Савфет-паша и Садуллах-бей никак не ожидали такого исхода переговоров, и с упрёком попытались осадить Мехмеда Али, но было уже поздно: Игнатьев и Нелидов вышли из переговорной комнаты. Вслед за ними кинулся армянин Серкиз-бей, секретарь Савфета-паши и начальник канцелярии министерства иностранных дел Турции, умоляя их вернуться. Вскоре к нему присоединился и сам Мехмед Али, побледневший и униженно-растерянный.
Не обращая на них никакого внимания, Николай Павлович с Нелидовым направились к великому князю. Войдя в дом, они узнали, что главнокомандующий, несмотря на одиннадцатый час дня, всё ещё находится в постели. Игнатьев прошёл в спальню, и попросил извинить его за столь ранний визит.
— В чём дело? — встревожился главнокомандующий и его брови поползли вверх. — Что-то случилось?
— Да! — кивнул Николай Павлович и заявил, что переговоры прерваны и завтра же, семнадцатого февраля, можно занимать высоты над Босфором и Константинополем. — В срыве мирных переговоров повинны сами турки.
— Каким образом?
— Своей бестактностью.
Великий князь заволновался.
— Ты с ума сошёл! Это же новая война. Но теперь уже с Англией.
Одеваясь, он кликнул Непокойчицкого, бывшего в одной из соседних комнат, и с негодованием сообщил, что переговоры прерваны и что Игнатьев предлагает в эту же ночь двинуть войска на Стамбул.
— Можно и днём, — сказал Николай Павлович. — Настало время исправить ошибку.
— Но снабжение войск продовольствием находится в руках иностранных подрядчиков! — запаниковал главнокомандующий, застёгивая свой мундир.
— А из Одессы? Из того же Севастополя? — стал подсказывать Игнатьев, желая ободрить его. — Ужели не найдём, где взять?
— Англичане пройдут через Босфор, и тогда морскому сообщению придёт конец, — возразил великий князь, одевшись и выходя в гостиную. — К тому же, ожидается фронтальное сопротивление турок, которое может быть значительным.

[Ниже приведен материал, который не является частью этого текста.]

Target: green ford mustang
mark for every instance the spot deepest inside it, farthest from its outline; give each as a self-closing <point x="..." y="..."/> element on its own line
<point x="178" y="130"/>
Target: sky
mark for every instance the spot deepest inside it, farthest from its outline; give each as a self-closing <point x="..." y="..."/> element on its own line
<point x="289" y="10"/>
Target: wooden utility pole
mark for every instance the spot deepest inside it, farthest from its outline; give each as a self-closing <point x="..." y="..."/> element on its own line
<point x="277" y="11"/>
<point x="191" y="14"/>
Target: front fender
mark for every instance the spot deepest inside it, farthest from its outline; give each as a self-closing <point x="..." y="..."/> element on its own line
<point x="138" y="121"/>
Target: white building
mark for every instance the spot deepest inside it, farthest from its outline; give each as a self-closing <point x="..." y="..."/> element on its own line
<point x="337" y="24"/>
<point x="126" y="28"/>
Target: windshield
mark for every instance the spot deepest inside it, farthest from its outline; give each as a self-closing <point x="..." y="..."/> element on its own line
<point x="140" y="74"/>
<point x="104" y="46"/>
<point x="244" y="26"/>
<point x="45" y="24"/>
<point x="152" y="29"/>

— А правый фланг может подвергнуться угрозе нападения со стороны Галлиполи и Булаирских укреплений, где уже собраны турецкие войска, — предупреждающе заметил Непокойчицкий, и лицо его приобрело всё тот же полусонный вид.
— Дождались! — воскликнул Игнатьев, чувствуя, что снова закипает. Говорил он горячо, напористо, почти не выбирая выражений. Да и о каком расшаркивании может идти речь, когда последний шаг к заветной цели тебе не дают сделать? — Лондон всегда хлопал в ладоши, когда Россия хлопала ушами.

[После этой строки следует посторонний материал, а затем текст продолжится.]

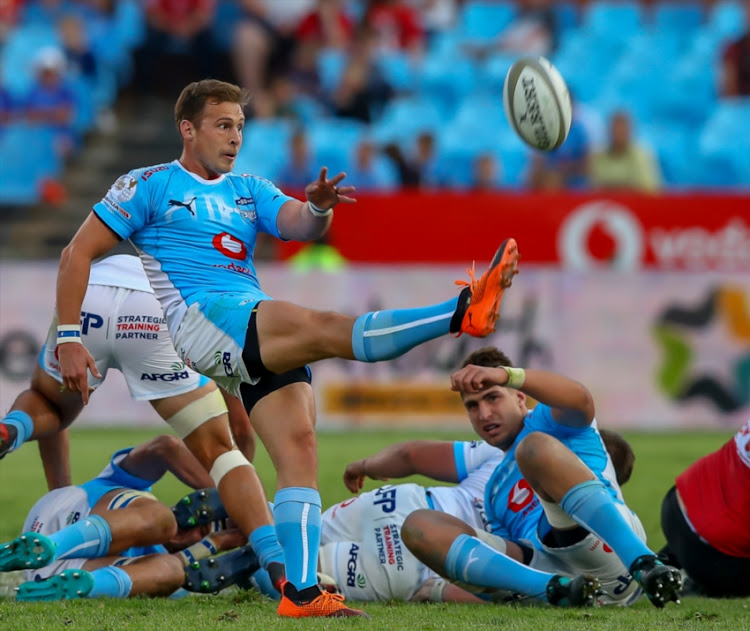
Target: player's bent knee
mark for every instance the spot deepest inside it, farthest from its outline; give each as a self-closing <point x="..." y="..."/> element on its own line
<point x="225" y="463"/>
<point x="197" y="412"/>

Нелидов смотрел на него, как бы предостерегая от заведомо критических оценок.
— Нельзя сбрасывать со счетов и английский десант, — срывающимся от волнения голосом проговорил великий князь и обвёл присутствующих взглядом, как бы ища у них поддержки. Было видно, что он колеблется.

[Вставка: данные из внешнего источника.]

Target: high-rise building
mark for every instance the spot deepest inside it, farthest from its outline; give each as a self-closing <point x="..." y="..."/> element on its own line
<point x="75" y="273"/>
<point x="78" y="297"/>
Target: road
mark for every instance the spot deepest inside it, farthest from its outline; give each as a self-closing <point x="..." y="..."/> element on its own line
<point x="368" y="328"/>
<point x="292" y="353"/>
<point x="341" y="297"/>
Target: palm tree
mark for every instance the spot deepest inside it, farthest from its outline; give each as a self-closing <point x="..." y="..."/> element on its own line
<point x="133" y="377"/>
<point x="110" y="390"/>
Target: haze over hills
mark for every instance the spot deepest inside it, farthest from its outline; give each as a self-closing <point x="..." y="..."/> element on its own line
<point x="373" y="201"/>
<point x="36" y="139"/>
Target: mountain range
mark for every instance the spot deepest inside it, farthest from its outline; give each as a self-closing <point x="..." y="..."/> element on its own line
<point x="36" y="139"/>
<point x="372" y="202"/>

— Выходит так, что мы сдаём нашу победу англичанам? — воззрился на него Николай Павлович, всем своим видом показывая, что убить его можно, но склонить на путь предательства нельзя. — Если вы это предвидели, зачем схватились с Турцией? Спросите у любого русского солдата, и он вам ответит: «Знамён не сдавать, победой дорожить, славой гордиться!». — А мы своё лицо, как говорят китайцы, бросаем псу под хвост! Или не на страх врагам жив православный царь?